To the editor:
On Jan. 26, the Court of Appeals, Cleveland, considered a suit brought against the state of Ohio by Mothers Against Drilling in Our Neighborhood intended to uphold a popular vote in their city of Broadview Heights to prevent further fracking in the city. In its 13 square miles, Broadview Heights already has 90 wells.
Broadview Heights was earlier sued over the frack well prohibition in its Community Bill of Rights, which was approved by voters. It lost in court, in part, because city lawyers failed to make an appropriate defense of the law. MADION was denied the opportunity to intervene. So they sued.
On Wednesday the plaintiffs made the same argument in their previous case, that state law preempts local law. But this time, the people were able to present their argument. Representing MADION, Terry Lodge argued that inalienable rights, claimed at any level, cannot be overturned by any law, federal or state, making the question of preemption irrelevant. The judges must decide if rights claimed qualify as inalienable rights.
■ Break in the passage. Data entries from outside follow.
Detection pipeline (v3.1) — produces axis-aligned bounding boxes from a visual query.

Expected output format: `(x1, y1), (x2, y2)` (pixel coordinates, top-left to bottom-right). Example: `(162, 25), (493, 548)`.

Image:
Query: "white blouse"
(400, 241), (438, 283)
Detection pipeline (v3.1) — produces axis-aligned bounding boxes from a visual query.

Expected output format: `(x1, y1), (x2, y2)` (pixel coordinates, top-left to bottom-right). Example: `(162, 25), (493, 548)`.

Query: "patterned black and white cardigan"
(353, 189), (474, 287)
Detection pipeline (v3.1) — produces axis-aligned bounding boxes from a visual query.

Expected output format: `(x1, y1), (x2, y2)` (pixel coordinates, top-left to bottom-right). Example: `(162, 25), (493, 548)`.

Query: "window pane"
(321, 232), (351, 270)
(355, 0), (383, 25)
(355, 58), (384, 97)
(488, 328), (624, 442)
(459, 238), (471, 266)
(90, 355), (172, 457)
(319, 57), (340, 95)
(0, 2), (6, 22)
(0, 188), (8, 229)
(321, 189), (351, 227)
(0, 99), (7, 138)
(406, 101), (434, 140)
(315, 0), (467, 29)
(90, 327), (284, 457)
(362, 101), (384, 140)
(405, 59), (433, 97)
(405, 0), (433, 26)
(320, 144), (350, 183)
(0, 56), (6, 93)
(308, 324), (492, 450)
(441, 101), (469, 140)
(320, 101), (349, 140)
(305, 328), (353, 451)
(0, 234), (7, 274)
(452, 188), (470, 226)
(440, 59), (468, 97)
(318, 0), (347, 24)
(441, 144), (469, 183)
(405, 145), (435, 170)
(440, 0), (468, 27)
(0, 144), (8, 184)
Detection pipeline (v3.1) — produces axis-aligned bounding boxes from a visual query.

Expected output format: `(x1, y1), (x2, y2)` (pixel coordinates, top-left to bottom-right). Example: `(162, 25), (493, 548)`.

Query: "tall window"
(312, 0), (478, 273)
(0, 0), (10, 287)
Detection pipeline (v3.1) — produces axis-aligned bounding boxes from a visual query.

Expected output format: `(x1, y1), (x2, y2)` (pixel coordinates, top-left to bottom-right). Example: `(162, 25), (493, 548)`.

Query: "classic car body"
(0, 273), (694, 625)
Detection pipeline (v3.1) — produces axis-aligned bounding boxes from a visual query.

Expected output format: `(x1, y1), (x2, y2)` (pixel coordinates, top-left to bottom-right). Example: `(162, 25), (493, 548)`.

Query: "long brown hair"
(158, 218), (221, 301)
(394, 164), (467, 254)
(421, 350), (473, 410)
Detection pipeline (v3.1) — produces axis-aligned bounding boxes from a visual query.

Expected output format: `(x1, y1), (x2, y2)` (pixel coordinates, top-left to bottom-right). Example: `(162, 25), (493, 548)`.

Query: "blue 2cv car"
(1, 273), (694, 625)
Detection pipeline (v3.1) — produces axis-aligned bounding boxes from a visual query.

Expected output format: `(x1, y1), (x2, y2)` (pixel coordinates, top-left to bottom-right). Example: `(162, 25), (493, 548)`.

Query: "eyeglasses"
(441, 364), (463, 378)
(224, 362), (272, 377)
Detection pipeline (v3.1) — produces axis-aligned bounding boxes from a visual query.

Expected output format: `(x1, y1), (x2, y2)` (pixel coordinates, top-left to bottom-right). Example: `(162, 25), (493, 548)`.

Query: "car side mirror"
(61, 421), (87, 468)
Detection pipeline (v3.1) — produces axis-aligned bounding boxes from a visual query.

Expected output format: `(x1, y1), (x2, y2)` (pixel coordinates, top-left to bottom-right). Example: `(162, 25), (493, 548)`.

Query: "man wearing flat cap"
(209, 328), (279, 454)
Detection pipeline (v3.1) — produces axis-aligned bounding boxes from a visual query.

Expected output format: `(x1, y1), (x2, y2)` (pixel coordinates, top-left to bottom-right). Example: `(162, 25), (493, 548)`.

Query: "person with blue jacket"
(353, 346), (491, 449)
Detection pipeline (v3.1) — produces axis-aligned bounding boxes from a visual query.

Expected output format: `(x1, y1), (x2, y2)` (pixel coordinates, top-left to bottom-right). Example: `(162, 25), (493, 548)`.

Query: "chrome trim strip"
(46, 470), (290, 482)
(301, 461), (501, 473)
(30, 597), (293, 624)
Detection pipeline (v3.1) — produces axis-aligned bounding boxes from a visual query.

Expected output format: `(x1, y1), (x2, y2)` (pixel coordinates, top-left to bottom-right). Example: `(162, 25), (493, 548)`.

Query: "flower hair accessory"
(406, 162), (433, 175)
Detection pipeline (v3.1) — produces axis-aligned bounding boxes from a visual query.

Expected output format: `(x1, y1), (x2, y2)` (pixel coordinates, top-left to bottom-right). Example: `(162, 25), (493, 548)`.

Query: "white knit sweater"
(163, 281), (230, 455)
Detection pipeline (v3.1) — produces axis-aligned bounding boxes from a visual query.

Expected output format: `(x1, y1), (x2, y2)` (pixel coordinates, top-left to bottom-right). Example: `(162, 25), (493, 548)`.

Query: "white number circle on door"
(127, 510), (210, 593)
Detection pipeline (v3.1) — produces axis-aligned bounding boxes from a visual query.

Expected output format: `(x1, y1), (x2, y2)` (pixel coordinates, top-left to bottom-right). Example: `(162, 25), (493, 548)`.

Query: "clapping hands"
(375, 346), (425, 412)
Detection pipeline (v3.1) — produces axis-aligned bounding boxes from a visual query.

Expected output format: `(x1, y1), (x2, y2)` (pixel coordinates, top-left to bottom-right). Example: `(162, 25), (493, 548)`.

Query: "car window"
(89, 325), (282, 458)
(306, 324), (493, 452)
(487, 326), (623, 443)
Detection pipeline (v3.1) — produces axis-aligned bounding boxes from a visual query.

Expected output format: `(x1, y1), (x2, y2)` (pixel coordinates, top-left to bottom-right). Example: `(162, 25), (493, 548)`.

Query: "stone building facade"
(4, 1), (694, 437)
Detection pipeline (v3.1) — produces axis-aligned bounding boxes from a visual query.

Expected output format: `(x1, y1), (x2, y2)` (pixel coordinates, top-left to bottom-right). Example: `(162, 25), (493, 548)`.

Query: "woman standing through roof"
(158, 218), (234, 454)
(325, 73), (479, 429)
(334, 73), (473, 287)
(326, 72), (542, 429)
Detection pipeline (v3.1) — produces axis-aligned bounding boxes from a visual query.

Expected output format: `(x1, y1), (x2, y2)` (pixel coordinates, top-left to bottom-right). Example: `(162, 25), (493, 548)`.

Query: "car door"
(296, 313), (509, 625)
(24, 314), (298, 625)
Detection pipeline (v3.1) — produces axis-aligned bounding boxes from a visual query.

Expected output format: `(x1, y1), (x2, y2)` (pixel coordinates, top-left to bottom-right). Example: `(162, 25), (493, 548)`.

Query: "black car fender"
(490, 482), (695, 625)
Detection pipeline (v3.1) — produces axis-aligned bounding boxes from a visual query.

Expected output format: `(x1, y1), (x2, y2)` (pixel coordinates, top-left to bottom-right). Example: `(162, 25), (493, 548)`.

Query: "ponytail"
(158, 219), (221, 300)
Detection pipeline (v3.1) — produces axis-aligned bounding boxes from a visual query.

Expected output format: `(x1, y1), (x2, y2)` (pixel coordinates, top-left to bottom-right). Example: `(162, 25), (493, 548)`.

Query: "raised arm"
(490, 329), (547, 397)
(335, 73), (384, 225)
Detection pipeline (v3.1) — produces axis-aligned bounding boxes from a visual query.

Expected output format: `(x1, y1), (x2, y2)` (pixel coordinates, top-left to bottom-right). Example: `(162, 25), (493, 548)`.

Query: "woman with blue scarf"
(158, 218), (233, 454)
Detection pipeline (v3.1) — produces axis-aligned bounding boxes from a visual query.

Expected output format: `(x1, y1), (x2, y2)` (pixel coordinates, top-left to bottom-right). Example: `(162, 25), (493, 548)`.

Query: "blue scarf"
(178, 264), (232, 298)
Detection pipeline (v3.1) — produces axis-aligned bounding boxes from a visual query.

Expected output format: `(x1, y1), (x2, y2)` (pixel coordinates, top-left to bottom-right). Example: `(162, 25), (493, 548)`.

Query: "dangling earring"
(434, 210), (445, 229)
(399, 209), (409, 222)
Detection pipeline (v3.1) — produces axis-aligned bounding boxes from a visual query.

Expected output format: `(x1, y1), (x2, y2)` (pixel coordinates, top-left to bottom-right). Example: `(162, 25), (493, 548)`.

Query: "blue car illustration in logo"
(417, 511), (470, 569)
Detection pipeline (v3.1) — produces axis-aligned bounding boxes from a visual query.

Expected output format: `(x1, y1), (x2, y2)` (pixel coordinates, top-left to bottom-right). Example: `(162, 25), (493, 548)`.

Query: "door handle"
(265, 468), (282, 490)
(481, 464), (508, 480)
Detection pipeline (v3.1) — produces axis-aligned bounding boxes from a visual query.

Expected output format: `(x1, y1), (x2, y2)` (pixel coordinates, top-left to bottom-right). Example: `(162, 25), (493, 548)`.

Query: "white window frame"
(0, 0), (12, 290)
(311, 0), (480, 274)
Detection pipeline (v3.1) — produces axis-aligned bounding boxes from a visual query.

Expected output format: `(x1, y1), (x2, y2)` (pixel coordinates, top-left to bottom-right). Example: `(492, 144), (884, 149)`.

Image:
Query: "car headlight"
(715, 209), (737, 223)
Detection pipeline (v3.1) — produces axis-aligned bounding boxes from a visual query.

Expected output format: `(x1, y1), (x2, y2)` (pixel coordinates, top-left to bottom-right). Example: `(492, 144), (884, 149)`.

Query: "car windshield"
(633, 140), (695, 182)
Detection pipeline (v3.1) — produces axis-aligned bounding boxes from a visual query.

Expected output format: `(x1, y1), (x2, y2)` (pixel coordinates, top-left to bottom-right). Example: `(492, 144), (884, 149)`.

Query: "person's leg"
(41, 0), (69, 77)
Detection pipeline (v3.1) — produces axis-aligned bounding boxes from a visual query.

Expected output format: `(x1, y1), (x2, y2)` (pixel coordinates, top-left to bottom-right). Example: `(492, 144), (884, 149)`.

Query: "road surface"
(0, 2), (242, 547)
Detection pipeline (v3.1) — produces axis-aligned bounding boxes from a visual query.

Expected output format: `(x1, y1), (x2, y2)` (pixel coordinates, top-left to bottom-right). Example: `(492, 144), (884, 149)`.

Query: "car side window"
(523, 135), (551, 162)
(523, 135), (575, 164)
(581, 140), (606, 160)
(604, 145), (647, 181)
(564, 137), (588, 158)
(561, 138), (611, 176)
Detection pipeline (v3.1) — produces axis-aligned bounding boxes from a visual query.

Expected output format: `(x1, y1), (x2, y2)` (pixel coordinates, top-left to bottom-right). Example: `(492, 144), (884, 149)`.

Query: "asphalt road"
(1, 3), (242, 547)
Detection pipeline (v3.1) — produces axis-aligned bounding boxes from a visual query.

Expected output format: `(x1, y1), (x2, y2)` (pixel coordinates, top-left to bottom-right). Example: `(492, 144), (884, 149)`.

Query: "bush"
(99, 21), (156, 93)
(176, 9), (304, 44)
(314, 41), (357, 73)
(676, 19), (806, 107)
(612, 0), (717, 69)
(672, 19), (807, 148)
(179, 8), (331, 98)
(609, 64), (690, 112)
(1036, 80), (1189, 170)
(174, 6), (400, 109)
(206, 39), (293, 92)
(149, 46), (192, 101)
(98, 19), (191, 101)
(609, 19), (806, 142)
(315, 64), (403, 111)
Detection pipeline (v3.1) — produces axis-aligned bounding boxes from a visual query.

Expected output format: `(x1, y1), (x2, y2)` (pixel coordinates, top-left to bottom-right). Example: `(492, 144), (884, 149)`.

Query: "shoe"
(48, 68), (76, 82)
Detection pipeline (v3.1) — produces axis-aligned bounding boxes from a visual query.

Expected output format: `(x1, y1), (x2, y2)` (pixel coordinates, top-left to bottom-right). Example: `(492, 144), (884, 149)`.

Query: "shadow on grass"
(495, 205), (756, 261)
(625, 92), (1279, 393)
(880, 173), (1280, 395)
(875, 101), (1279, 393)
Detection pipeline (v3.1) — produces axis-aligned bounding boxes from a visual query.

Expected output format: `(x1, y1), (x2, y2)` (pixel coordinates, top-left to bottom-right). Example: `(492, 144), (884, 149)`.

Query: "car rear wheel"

The right claimed is the right to local community self-government, in this case, to protect citizens’ health and safety by preventing further drilling in Broadview Heights. The court must decide whether to recognize the right of communities to take local action to protect from the harms of pollution. A 4-3 Ohio Supreme Court decision prohibited Munroe Falls from using local zoning laws to impose limits to oil and gas drilling in their city, but this is the first time an Ohio court has been asked to consider this matter as a question of the fundamental right to local self-government.
In this case the court is being asked to declare the exclusive authority over drilling given to the Ohio Department of Natural Resources by the state, an unconstitutional infringement of citizen rights.
Will corporate rights to profit be found to overrule our rights to a safe and healthy environment? Or will we be able to protect ourselves against activities harmful to our health and safety?